The chart object to plot on.

show: bool, optional

Select whether you want to get the chart as the output only.

**style_kwargs

Any optional parameter to pass to the Plotting functions.

Returns#

TableSample: training_score_lower, training_score,training_score_upper, test_score_lower,test_score,test_score_upper

Examples#

Note

The below example is a very basic one. For other more detailed examples and customization options, please see :ref:`chart_gallery.learning`_

We import verticapy:

import verticapy as vp

Hint

By assigning an alias to verticapy, we mitigate the risk of code collisions with other libraries. This precaution is necessary because verticapy uses commonly known function names like “average” and “median”, which can potentially lead to naming conflicts. The use of an alias ensures that the functions from verticapy are used as intended without interfering with functions from other libraries.

Let’s generate a dataset using the following data.

import random

N = 500 # Number of Records

k = 10 # step

# Normal Distributions
x = np.random.normal(5, 1, round(N / 2))

y = np.random.normal(3, 1, round(N / 2))

z = np.random.normal(3, 1, round(N / 2))

# Creating a vDataFrame with two clusters
data = vp.vDataFrame({
    "x": np.concatenate([x, x + k]),
    "y": np.concatenate([y, y + k]),
    "z": np.concatenate([z, z + k]),
    "c": [random.randint(0, 1) for _ in range(N)]
})

Let’s proceed by creating a RandomForestClassifier model using the complete dataset.

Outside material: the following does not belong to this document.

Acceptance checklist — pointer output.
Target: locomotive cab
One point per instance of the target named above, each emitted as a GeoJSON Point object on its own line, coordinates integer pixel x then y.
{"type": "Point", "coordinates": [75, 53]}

# Importing the Vertica ML module
import verticapy.machine_learning.vertica as vml

# Importing the model selection module
import verticapy.machine_learning.model_selection as vms

# Defining the Model
model = vml.RandomForestClassifier()

Let’s draw the validation curve.

vms.validation_curve(
  model,
  param_name = "max_depth",
  param_range = [1, 2, 3],
  input_relation = data,
  X = ["x", "y", "z"],
  y = "c",
  cv = 3,
  metric = "auc",
  show = True,
)

Note

VerticaPy’s Learning Curve tool is an essential asset for evaluating machine learning models. It enables users to visualize a model’s performance by plotting key metrics against varying training dataset sizes. By analyzing these curves, data analysts can identify issues such as overfitting or underfitting, make informed decisions about dataset size, and optimize model performance. This feature plays a crucial role in enhancing model robustness and facilitating data-driven decision-making.